Zafer Toprak'ın "Darwin'den Dersim'e Cumhuriyet ve Antropoloji" kitabı etrafında yapılan sohbet, dönemin ruhunu anlamak için kitapta yer alan bilgi ve belgeleri dikkatle okuyup analiz etmeyi gerekli kılıyor.
Andımız tartışmasıyla birlikte tekrar zuhur eden hatta hiç bitip tükenmeyen Kemalizm ve ırkçılık tartışmalarına dair Prof. Dr. Zafer Toprak’ın daha önce Radikal gazetesine verdiği röportajı bugünkü tartışmalara da sunduğu katkı açısından aşağıda ilginize sunuyoruz…
_________________________________________
Atatürk'ün Kürt sorunu değil, din sorunu vardı
Röp: Ezgi Başaran / Radikal (10 Nisan 2012)
Prof. Dr. Zafer Toprak, 'Darwin'den Dersim'e Cumhuriyet ve Antropoloji' kitabında Atatürk'ün 'antropoloji ilgisini' anlatırken "Cumhuriyet için hepimiz asimile olduk" diyor.
Neden
Boğaziçi Üniversitesi Tarih Bölümü öğretim üyesi ve Atatürk ilke ve inkılapları Enstitüsü kurucu yöneticisi Prof. Zafer Toprak bir süredir üzerinde çalıştığı kitabı bitirdi: ‘Darwin’den Dersim’e Cumhuriyet ve Antropoloji’, çarşamba günü piyasaya çıkacak. Prof. Toprak, Atatürk’ün tarihçiler tarafından yeterince üstünde durulmayan entelektüel faaliyetlerine yoğunlaşıyor. Kitabı okuduğunuzda antropoloji ilgisinin bir ulus inşasında nasıl rol oynadığını, Türk tarih tezine nasıl dönüştüğünü, toplum mühendisliğinin teorik altyapısını mükemmel şekilde görüyorsunuz. İşin elbette bir de Dersim ve Kürt sorunu ayağı var. Kitabında son sözü söylemekten özellikle kaçınan Prof. Toprak’tan verdiği bilgileri bu röportajda yorumlamasını istedim.
Atatürk’ün yeni insan yaratma sürecinde ne tür bir siyasi ve entelektüel teori var?
İki fay hattı söz konusu; biri 1919… Atatürk’ün bir siyaset adamı olarak yeniden doğuşu. Tabii metaforik anlamda kullanıyorum doğuş sözcüğünü. İkincisi ise 1929… O tarihteki Büyük Buhran, Türkiye’yi tekrar muhasebe yapmaya sevk ediyor.
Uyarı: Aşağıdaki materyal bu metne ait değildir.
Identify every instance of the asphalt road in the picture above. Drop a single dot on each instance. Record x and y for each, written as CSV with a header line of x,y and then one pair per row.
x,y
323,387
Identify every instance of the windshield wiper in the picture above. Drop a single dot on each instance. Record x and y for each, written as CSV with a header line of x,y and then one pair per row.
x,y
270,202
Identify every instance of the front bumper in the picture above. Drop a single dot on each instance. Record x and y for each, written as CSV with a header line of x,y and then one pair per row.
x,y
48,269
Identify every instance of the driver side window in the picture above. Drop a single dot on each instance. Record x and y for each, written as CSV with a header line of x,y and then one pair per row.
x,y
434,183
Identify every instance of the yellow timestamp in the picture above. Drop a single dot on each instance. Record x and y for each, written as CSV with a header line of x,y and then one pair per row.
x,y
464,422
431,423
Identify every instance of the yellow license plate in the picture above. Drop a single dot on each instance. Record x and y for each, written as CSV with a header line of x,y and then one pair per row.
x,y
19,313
O vakte kadar Türkiye Batı’ya öykünen bir ülke. Ama Avrupa’nın çözümsüzlüğe doğru yol aldığını da görüyor. Bir tarafta Bolşevizm, öbür tarafta faşizm, bir müddet sonra nasyonel sosyalizm… Atatürk şuna karar veriyor: Dışardan gelen tüm bu tehditlere karşı yeni bir vatandaş kimliği, yeni bir insan olgusu oluşturmak. Bu da kültür devrimini gerektiriyor.
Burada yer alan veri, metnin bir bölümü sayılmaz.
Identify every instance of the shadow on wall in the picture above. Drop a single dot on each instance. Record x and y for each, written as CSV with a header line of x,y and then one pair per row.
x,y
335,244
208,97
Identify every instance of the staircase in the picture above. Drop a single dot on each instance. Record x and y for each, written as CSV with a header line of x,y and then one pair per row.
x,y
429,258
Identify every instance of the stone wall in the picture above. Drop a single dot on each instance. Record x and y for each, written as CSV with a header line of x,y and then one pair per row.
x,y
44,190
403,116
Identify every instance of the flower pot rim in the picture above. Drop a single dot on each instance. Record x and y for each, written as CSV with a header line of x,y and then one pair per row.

Kafasındaki yeni insan olgusu, Anadolu insanına ne kadar uyuyor?
Ulus devlete sadık olan yurttaşlar oluşturmak istiyor. Her şeyden evvel bu yurttaşın geçmişle bağını koparması gerektiğini düşünüyor.
Toplum mühendisliği yani?
Tabii. Çünkü milli mücadeleyi kazanmış olsa da bu insan tipi zihinsel olarak hâlâ Osmanlı’ya bağlı. O yüzden bana sorarsan Atatürk olmasa Cumhuriyet ve laiklik olamazdı. Halifenin simgesel olarak başta olduğu bir anayasal yapı, belki de bir meşruti monarşi olabilirdi.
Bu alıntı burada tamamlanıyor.